Les militants le savent : il y a d’un côté ce qu’ils peuvent faire sur le terrain et, de l’autre côté, les contextes général et budgétaire sur lesquels ils ont très peu de prise. Pendant le 51e congrès, la semaine dernière, c’est la Confédération, par la voix de Marylise Léon, qui est montée au créneau. Elle a annoncé à la tribune que si le rendez-vous salarial du 6 juillet n’apportait pas d’avancées concrètes, « la CFDT [serait] dans la rue le 29 septembre ». À n’en point douter, cette fin d’année 2026 sera sous le signe des fonctions publiques !

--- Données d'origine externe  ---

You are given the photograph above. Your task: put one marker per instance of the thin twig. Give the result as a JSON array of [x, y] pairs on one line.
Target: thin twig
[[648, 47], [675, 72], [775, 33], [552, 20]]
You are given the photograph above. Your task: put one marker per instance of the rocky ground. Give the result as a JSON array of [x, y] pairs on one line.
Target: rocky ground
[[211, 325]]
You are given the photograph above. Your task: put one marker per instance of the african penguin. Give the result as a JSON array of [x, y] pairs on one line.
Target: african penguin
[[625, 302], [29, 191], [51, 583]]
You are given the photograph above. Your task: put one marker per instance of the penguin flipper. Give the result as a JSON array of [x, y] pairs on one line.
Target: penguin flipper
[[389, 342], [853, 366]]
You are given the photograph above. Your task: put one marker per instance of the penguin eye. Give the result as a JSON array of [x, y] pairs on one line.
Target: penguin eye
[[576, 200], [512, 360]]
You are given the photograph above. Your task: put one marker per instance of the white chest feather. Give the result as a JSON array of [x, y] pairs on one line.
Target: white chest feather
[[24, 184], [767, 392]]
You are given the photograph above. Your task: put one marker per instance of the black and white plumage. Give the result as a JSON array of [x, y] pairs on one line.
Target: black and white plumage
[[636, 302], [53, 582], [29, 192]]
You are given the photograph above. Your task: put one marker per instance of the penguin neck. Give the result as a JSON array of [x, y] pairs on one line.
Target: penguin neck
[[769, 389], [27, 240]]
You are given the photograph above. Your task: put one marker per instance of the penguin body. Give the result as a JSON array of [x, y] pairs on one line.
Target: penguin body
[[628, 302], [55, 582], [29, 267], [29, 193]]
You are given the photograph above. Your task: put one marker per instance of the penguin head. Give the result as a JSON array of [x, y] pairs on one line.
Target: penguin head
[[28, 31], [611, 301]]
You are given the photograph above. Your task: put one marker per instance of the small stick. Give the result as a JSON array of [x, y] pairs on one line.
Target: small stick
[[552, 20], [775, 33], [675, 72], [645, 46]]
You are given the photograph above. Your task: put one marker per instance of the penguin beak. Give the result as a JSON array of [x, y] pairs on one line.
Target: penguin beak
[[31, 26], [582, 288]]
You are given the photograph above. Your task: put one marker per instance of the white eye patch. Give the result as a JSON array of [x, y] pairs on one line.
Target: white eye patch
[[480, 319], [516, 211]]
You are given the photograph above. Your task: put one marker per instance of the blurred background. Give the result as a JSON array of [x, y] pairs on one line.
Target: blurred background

L’intersyndicale fonctions publiques appelle à la mobilisation
D’un côté, il y a l’impatience des agents des fonctions publiques lassés de promesses non tenues. De l’autre, il y a un gouvernement qui fait la sourde oreille et reporte inlassablement les mesures de pouvoir d’achat. Les organisations syndicales des fonctions publiques ont donc décidé d’agir et appellent à la mobilisation, le 29 septembre, pour les salaires des agents publics. « Ni l’activation de l’indemnité différentielle ni les mesures ponctuelles sur les frais de déplacement ne remplacent une revalorisation générale des rémunérations, à commencer par le point d’indice », affirment ces organisations dans un communiqué commun publié le 24 juin. D’autres revendications complètent la liste, telles que la refonte des grilles indiciaires, le rétablissement du versement de la garantie individuelle de pouvoir d’achat ou l’abrogation du jour de carence… L’intersyndicale considère que « le calendrier budgétaire ne peut servir de prétexte à différer encore les réponses attendues par les agentes et les agents publics ».